The book, which features over two hundred images interspersed with commentary and quotations from literature, derives from the collection of Ambrose DuBek, a film and television costume and set designer who died in 2002. DuBek’s collection is huge: he had amassed around a thousand issues of magazines with titles like Beach Adonis and Teen Torso, and boxes upon boxes of books and videocassettes. It is on the final two categories of DuBek’s acquisitions that Thomas Waugh chose to focus, however: “Original Art” and “Photographs.” This latter category is somewhat misleading, as Waugh acknowledges in his introduction. In the largely closeted era in which DuBek was collecting, obscene drawings were circulated as photographic reproductions. This book, then, is a book of 20th-century drawings that focus on gay male sexuality. Such a brief and general description, though, fails to hint at the treasures that await the reader.

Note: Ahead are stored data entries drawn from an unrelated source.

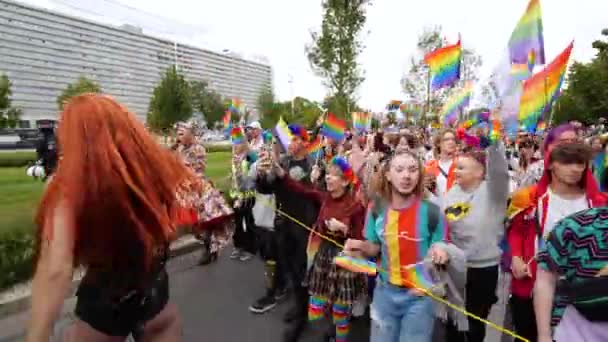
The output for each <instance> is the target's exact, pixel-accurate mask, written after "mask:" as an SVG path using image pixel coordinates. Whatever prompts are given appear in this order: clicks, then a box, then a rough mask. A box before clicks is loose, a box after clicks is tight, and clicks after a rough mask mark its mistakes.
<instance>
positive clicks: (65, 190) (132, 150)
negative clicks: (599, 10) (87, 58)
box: [36, 94, 191, 269]
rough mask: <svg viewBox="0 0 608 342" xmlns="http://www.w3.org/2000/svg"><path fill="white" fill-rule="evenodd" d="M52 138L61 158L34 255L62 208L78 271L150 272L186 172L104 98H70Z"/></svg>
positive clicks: (46, 207)
mask: <svg viewBox="0 0 608 342" xmlns="http://www.w3.org/2000/svg"><path fill="white" fill-rule="evenodd" d="M57 135H58V141H59V152H60V156H61V157H60V160H59V163H58V166H57V170H56V172H55V174H54V176H53V179H52V180H51V181H50V182H49V185H48V188H47V190H46V191H45V193H44V195H43V198H42V202H41V205H40V207H39V209H38V214H37V217H36V223H37V225H38V232H37V252H39V251H40V243H41V242H42V241H44V239H49V238H52V228H53V227H51V226H49V225H48V224H45V223H48V222H52V221H51V220H50V218H52V215H53V212H54V210H55V208H57V205H58V203H59V202H61V203H62V205H63V206H65V207H67V209H68V211H69V213H70V215H73V216H72V217H70V218H72V219H73V220H72V222H74V226H75V227H74V229H75V239H76V240H75V250H74V255H75V260H76V263H77V264H78V265H85V266H86V265H101V266H103V267H108V268H114V269H115V268H116V267H120V266H121V265H122V266H126V265H125V264H126V263H127V262H129V263H132V262H139V263H141V262H143V263H144V265H141V266H143V267H144V268H145V269H148V268H149V267H150V266H151V264H152V260H153V258H154V255H155V250H156V249H157V248H158V247H162V246H163V245H166V244H167V243H169V241H170V240H171V238H172V237H173V236H174V233H175V229H174V225H173V222H175V221H174V219H175V218H174V217H173V216H174V213H175V212H176V210H175V209H176V205H177V203H176V196H175V195H176V189H177V187H178V186H179V185H180V184H181V183H182V182H183V181H185V180H186V179H187V178H189V177H190V176H191V173H190V171H189V170H188V169H187V168H186V167H185V166H184V165H183V163H182V162H181V161H179V160H178V159H177V157H176V156H174V155H173V154H172V153H171V152H170V151H168V150H166V149H164V148H162V147H161V146H160V145H159V144H158V143H157V142H156V141H155V140H154V138H153V137H152V136H151V135H150V134H149V133H148V132H147V131H146V129H145V127H144V125H143V124H142V123H141V122H139V121H138V120H137V118H136V117H135V115H133V114H132V113H130V112H129V111H128V110H127V109H126V108H125V107H124V106H122V105H121V104H119V103H118V102H116V101H115V100H113V99H112V98H111V97H109V96H106V95H99V94H84V95H79V96H76V97H74V98H72V99H71V101H70V102H69V103H67V104H66V105H65V107H64V110H63V113H62V114H61V118H60V122H59V126H58V133H57ZM135 251H138V252H137V253H136V256H135V255H134V253H135ZM142 257H143V260H142Z"/></svg>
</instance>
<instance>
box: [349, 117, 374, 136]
mask: <svg viewBox="0 0 608 342" xmlns="http://www.w3.org/2000/svg"><path fill="white" fill-rule="evenodd" d="M352 119H353V128H354V129H356V130H357V131H358V132H366V131H368V130H369V129H370V128H371V126H372V116H371V114H370V113H365V112H353V113H352Z"/></svg>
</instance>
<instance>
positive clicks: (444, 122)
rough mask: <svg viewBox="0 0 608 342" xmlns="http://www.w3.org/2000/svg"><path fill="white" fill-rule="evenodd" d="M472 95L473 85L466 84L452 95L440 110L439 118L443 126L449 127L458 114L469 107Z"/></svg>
mask: <svg viewBox="0 0 608 342" xmlns="http://www.w3.org/2000/svg"><path fill="white" fill-rule="evenodd" d="M472 94H473V83H471V82H467V83H466V84H465V86H464V87H463V88H462V89H460V90H458V91H457V92H455V93H454V94H452V96H451V97H450V98H448V100H447V101H446V103H445V104H444V105H443V108H442V109H441V116H442V117H443V123H444V125H445V126H451V125H452V124H453V123H454V122H456V120H457V119H458V112H459V111H460V110H461V109H462V108H464V107H466V106H468V105H469V102H470V101H471V95H472Z"/></svg>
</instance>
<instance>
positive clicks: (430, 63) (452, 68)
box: [424, 39, 462, 89]
mask: <svg viewBox="0 0 608 342" xmlns="http://www.w3.org/2000/svg"><path fill="white" fill-rule="evenodd" d="M461 59H462V47H461V46H460V39H459V40H458V43H456V44H454V45H448V46H444V47H442V48H439V49H436V50H434V51H431V52H430V53H428V54H427V55H426V56H424V62H425V63H426V64H427V65H428V66H429V68H430V69H431V76H432V77H433V81H432V82H431V86H432V87H433V89H440V88H444V87H450V86H452V85H453V84H454V83H456V81H458V80H459V79H460V61H461Z"/></svg>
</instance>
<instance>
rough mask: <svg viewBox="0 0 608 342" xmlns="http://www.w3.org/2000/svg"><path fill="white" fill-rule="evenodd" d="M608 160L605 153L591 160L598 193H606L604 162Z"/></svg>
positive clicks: (599, 154) (604, 165) (605, 173)
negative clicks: (600, 192)
mask: <svg viewBox="0 0 608 342" xmlns="http://www.w3.org/2000/svg"><path fill="white" fill-rule="evenodd" d="M607 161H608V158H606V153H605V152H601V153H599V154H598V155H597V156H595V158H593V164H592V165H593V177H594V178H595V180H596V181H597V184H598V185H599V186H600V191H602V192H606V190H607V189H606V188H607V185H608V184H606V181H605V179H606V162H607Z"/></svg>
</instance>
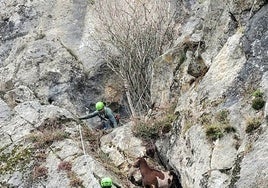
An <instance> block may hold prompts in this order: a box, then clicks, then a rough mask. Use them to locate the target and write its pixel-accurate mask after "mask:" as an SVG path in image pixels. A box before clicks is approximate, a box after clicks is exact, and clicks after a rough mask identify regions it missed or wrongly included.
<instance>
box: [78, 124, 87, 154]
mask: <svg viewBox="0 0 268 188" xmlns="http://www.w3.org/2000/svg"><path fill="white" fill-rule="evenodd" d="M78 129H79V134H80V139H81V144H82V149H83V153H84V156H86V150H85V144H84V141H83V135H82V129H81V125H80V124H79V123H78Z"/></svg>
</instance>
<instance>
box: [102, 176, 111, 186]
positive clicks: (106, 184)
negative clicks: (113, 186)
mask: <svg viewBox="0 0 268 188" xmlns="http://www.w3.org/2000/svg"><path fill="white" fill-rule="evenodd" d="M112 185H113V181H112V179H111V178H102V179H101V187H102V188H111V187H112Z"/></svg>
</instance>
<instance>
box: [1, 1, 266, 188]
mask: <svg viewBox="0 0 268 188" xmlns="http://www.w3.org/2000/svg"><path fill="white" fill-rule="evenodd" d="M178 2H179V3H180V6H178V8H179V9H180V10H179V13H178V23H179V25H178V32H179V33H180V34H179V37H178V38H177V40H176V41H175V42H174V43H175V45H174V48H172V49H169V50H167V51H166V53H164V54H163V55H161V56H160V57H158V58H156V60H155V61H154V62H153V63H152V75H151V76H152V82H151V85H150V90H151V94H152V96H151V97H152V102H154V104H155V108H156V109H158V110H161V108H162V107H165V106H168V105H167V104H170V103H172V104H173V105H176V109H175V112H174V114H175V115H176V116H177V118H176V121H175V122H173V126H172V130H171V131H170V132H168V133H167V134H163V135H161V137H160V139H159V140H157V142H156V146H157V147H156V148H157V149H156V151H157V152H156V153H159V156H160V160H159V161H161V162H162V163H163V164H165V166H166V167H167V168H169V169H172V170H173V172H174V173H175V174H176V175H177V177H178V178H179V181H180V183H177V185H174V186H175V187H180V186H182V187H211V188H214V187H238V188H240V187H241V188H242V187H268V181H267V179H268V178H267V174H268V165H267V160H268V158H267V156H268V153H267V142H268V140H267V139H268V137H267V134H268V132H267V131H268V129H267V121H268V102H267V97H268V96H267V93H268V73H267V70H268V57H267V55H268V54H267V49H268V47H267V44H268V41H267V39H268V37H267V36H268V30H267V24H268V23H267V20H268V7H267V6H268V5H267V1H265V0H255V1H252V0H236V1H231V0H226V1H209V0H203V1H196V0H190V1H184V0H182V1H178ZM93 4H94V1H88V0H77V1H64V0H57V1H37V0H21V1H18V0H4V1H1V2H0V143H1V145H0V151H1V156H0V157H1V158H0V162H1V165H0V174H1V176H0V186H1V187H79V186H80V187H96V188H97V187H100V185H99V178H101V177H104V176H109V177H112V179H113V180H114V182H115V184H116V185H119V186H121V187H134V185H133V184H131V183H130V182H129V181H128V180H127V172H128V168H129V165H130V164H131V163H132V162H133V161H134V158H135V157H140V156H142V155H144V154H145V153H146V148H145V145H144V143H143V142H142V141H141V140H140V139H138V138H135V137H134V135H133V133H132V128H133V122H130V123H128V124H126V125H124V126H121V127H119V128H117V129H114V130H112V131H107V132H104V131H94V130H93V129H92V127H94V125H95V124H97V123H99V122H98V120H97V118H93V119H90V120H86V121H78V120H77V116H79V115H82V114H85V113H86V112H87V111H91V110H94V104H95V102H96V101H97V100H101V99H105V100H106V101H108V102H109V103H111V104H113V105H114V104H115V106H117V105H118V104H119V103H121V102H122V101H124V96H123V94H122V90H121V89H118V88H120V82H116V80H117V77H116V76H115V75H113V74H112V72H111V71H110V70H109V69H108V68H107V67H106V66H105V65H104V64H103V63H102V62H99V61H97V59H96V57H93V56H92V54H91V53H90V50H91V47H92V45H93V43H92V41H91V38H90V37H91V36H90V33H91V31H92V28H93V27H94V18H93V17H94V15H92V12H91V7H92V6H93ZM254 92H255V96H253V95H252V93H254ZM256 93H257V94H256ZM256 95H258V97H259V98H261V100H262V101H263V102H264V103H265V104H264V106H263V107H260V108H259V109H254V108H253V107H252V104H253V102H254V99H256ZM160 113H161V112H160ZM152 114H157V112H156V113H154V112H152ZM152 116H153V115H152ZM148 118H149V117H148ZM80 128H81V129H80ZM81 140H82V142H81ZM151 160H152V159H151ZM154 162H155V161H154ZM151 164H154V163H153V162H152V163H151ZM158 168H159V169H160V167H159V166H158Z"/></svg>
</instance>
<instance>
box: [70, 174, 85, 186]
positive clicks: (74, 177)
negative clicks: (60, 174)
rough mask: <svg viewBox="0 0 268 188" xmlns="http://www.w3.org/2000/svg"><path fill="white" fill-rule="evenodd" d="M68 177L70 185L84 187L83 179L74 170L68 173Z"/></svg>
mask: <svg viewBox="0 0 268 188" xmlns="http://www.w3.org/2000/svg"><path fill="white" fill-rule="evenodd" d="M68 178H69V179H70V186H71V187H84V186H83V180H81V179H80V178H79V177H77V175H76V174H75V173H74V172H69V173H68Z"/></svg>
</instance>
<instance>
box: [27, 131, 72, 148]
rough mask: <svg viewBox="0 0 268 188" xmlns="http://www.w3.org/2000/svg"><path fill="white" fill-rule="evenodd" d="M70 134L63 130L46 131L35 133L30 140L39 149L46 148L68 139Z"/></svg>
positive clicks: (30, 138) (34, 133)
mask: <svg viewBox="0 0 268 188" xmlns="http://www.w3.org/2000/svg"><path fill="white" fill-rule="evenodd" d="M68 136H69V135H68V134H67V133H66V132H64V131H63V130H60V129H58V130H53V131H52V130H44V131H43V132H35V133H33V134H31V135H30V139H31V140H32V142H34V143H35V147H37V148H46V147H48V146H50V145H51V144H52V143H53V142H54V141H59V140H63V139H65V138H68Z"/></svg>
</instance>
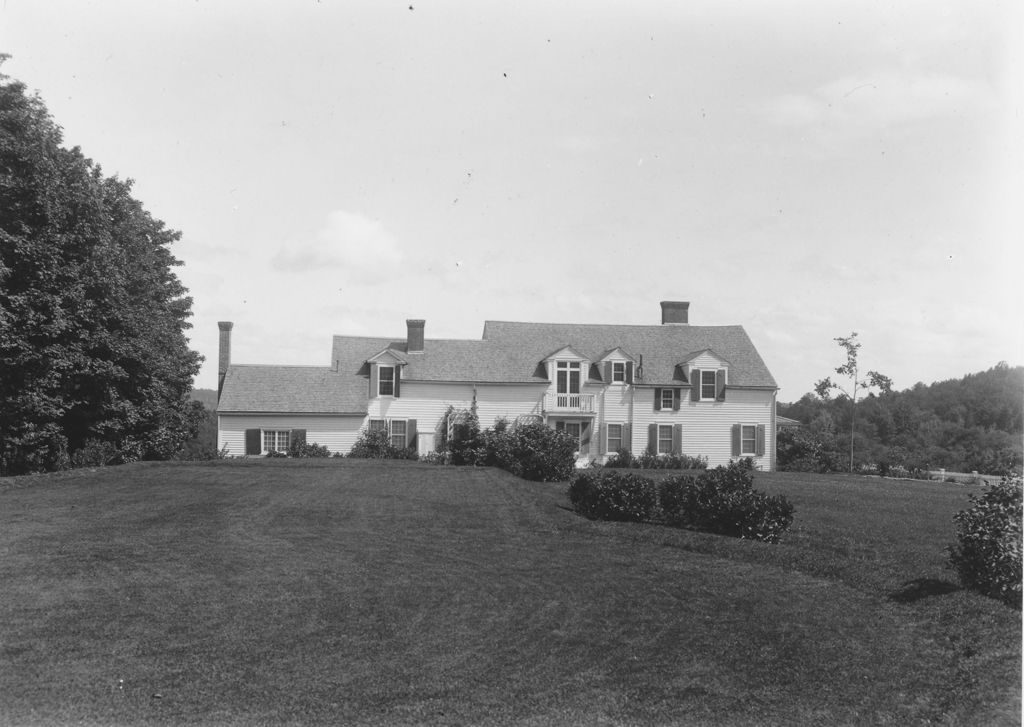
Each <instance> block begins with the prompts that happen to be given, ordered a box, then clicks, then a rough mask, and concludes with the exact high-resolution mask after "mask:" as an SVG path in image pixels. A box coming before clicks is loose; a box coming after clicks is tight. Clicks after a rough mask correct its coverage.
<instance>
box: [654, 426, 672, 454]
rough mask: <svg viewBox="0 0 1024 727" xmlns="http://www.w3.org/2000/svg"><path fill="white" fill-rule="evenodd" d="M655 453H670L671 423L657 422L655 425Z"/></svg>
mask: <svg viewBox="0 0 1024 727" xmlns="http://www.w3.org/2000/svg"><path fill="white" fill-rule="evenodd" d="M657 454H659V455H671V454H672V425H671V424H658V425H657Z"/></svg>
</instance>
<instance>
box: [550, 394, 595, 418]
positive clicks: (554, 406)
mask: <svg viewBox="0 0 1024 727" xmlns="http://www.w3.org/2000/svg"><path fill="white" fill-rule="evenodd" d="M594 398H595V396H594V394H545V395H544V411H545V412H574V413H583V414H593V413H594Z"/></svg>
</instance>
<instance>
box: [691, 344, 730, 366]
mask: <svg viewBox="0 0 1024 727" xmlns="http://www.w3.org/2000/svg"><path fill="white" fill-rule="evenodd" d="M703 355H708V356H711V357H712V358H714V359H716V360H717V361H718V362H719V363H724V365H725V366H727V367H728V366H731V363H729V361H728V359H727V358H725V357H723V356H720V355H719V354H718V353H716V352H715V351H714V349H711V348H705V349H703V350H700V351H694V352H693V353H690V354H688V355H686V356H683V360H681V361H680V365H681V366H685V365H686V363H689V362H691V361H693V360H695V359H696V358H699V357H701V356H703Z"/></svg>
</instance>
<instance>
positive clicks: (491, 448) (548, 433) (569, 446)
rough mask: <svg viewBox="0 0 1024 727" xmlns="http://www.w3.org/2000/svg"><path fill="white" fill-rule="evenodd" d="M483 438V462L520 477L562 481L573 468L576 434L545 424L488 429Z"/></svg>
mask: <svg viewBox="0 0 1024 727" xmlns="http://www.w3.org/2000/svg"><path fill="white" fill-rule="evenodd" d="M483 442H484V450H485V463H486V464H488V465H493V466H495V467H501V468H502V469H504V470H508V471H509V472H511V473H512V474H514V475H516V476H517V477H522V478H523V479H529V480H535V481H539V482H561V481H565V480H567V479H568V478H569V477H571V476H572V472H573V471H574V470H575V451H577V447H578V446H579V442H578V440H577V438H575V437H572V436H570V435H568V434H566V433H565V432H559V431H556V430H554V429H552V428H551V427H549V426H547V425H545V424H541V423H525V424H515V425H513V426H511V427H499V428H495V429H488V430H487V431H486V432H484V436H483Z"/></svg>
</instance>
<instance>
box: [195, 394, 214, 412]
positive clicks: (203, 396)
mask: <svg viewBox="0 0 1024 727" xmlns="http://www.w3.org/2000/svg"><path fill="white" fill-rule="evenodd" d="M188 396H189V397H190V398H191V400H193V401H199V402H200V403H202V404H203V405H204V407H206V409H207V410H208V411H210V412H212V411H213V410H215V409H217V392H216V391H215V390H214V389H193V390H191V391H189V392H188Z"/></svg>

Waugh organizes the drawings of this volume by theme rather than by artist, and his decision to do so was a wise one. It makes sense to group BDSM drawings together, for example; to do so allows the reader to see how artists from different countries and different decades approached a single theme. Perhaps even more interesting is the organization of several groups of drawings according to national origin: we are presented with the imaginative vision of German-speaking gay artists, which we can then compare to a certain French sensibility, or a British one, or an American one. (Not surprisingly, these drawings tend to play with cliché and stereotype: a British artist who Waugh refers to by the pseudonym “Happyface” draws scenes that feature bobbies, sailors, and guardsmen, while another British artist draws a scene whose centerpiece is a Scotsman, wearing a kilt.) There are also images that draw on classical inspirations and the idea of homosexuality as “the Greek vice,” drawings of couples and threesomes, a section devoted to S/M, and a section devoted to the perennial, if sandy, fantasy of sex on the beach.

Throughout, Waugh’s commentary is illuminating and patently smart, without being at all stodgily academic. The literary quotes that accompany the text are drawn from a variety of sources, though a bit heavy on James Baldwin, Yukio Mishima, and Joe Orton. Never mind, though- the text and images work well together, and the inclusion of literary quotations reminds the reader that the culture of gay male desire has never been limited to pictures. The pictures, though, remain the focus, as well they should. For anyone who wants to know more about artists such as Etienne and Cadmus, Paul Smara and Carl Corley, or for anyone who has yet to delve into vintage gay iconography but would like to know more, this volume is an essential and enjoyable read.